Begin by removing all dust with a good tack cloth. Use a good quality outdoor wood primer. I like and use Kover Stain, sold at Home Depot stores. Thinning the material about 10% with Penetrol paint conditioner makes it flow on a lot easier, which will save sanding. Using a good quality 1-˝” china bristle brush, apply one good coat. Let dry about an hour, sand lightly but thoroughly with 150 grit sandpaper and brush on a second coat. Let dry overnight.
Sand thoroughly again with 220 grit paper. When all the wood is velvet smooth, mount the tires and tubes. Inflate to 15 lbs or so and mask off completely in preparation for spraying on the sealer.
In order to spray an even cat and prevent runs, mounting the wheels on an easily rotated spindle of sort is critical. I used a 30” length of 2 x 10 and mounted 2 pillow bearing blocks on it to support a 1” shaft, 36” long. Chuck the shaft in a lathe and drill and tap the end for a ˝” bolt. Remove the bolt from the end of an old wheel puller, the type that threads onto the hub, and bolt it to the end of the shaft with the ˝” bolt. Slip the shaft into place in the bearings, leaving 6” of shaft with the wheel puller overhanging the board, and run in the bearings’ set screws. Mount the whole works to the top of a wooden sawhorse with some 3” decking screws and some ballast weight on the opposite end (a sandbag over a cross brace works well) and you’re in business.
Thread the hub of one wheel into the wheel puller and run it up snugly. You may need to put a counterweight on the opposite side of the sawhorse to keep it stable. I use a sleeve of tube sand.
Plug the bearing hole with a rag or a wood or plastic plug.
That should be "even coat" not "even cat."
Tim and R.V, I would add just one step. I give the bare spokes a neat coat of Penetrol first.
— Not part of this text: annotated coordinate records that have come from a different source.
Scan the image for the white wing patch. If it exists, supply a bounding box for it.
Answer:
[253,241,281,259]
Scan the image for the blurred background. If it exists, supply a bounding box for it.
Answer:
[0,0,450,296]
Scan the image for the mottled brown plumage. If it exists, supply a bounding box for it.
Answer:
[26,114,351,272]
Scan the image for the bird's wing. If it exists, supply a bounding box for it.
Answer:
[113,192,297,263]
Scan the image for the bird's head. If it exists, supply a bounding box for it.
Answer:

This seals the timber and gives a sound base/prime coat for subsequent finishes. It is sandable when dry, and then proceed as usual.
Allan from down under.
RV, though my wife would not see the humor, I'd prefer your original advice to "spray an even cat".
Use 3M SandBlaster UltraFlex in 220 if rough, or just 320 for final sanding. The stuff is amazing, you can pull it into all of the corners and grooves. You'll save hours.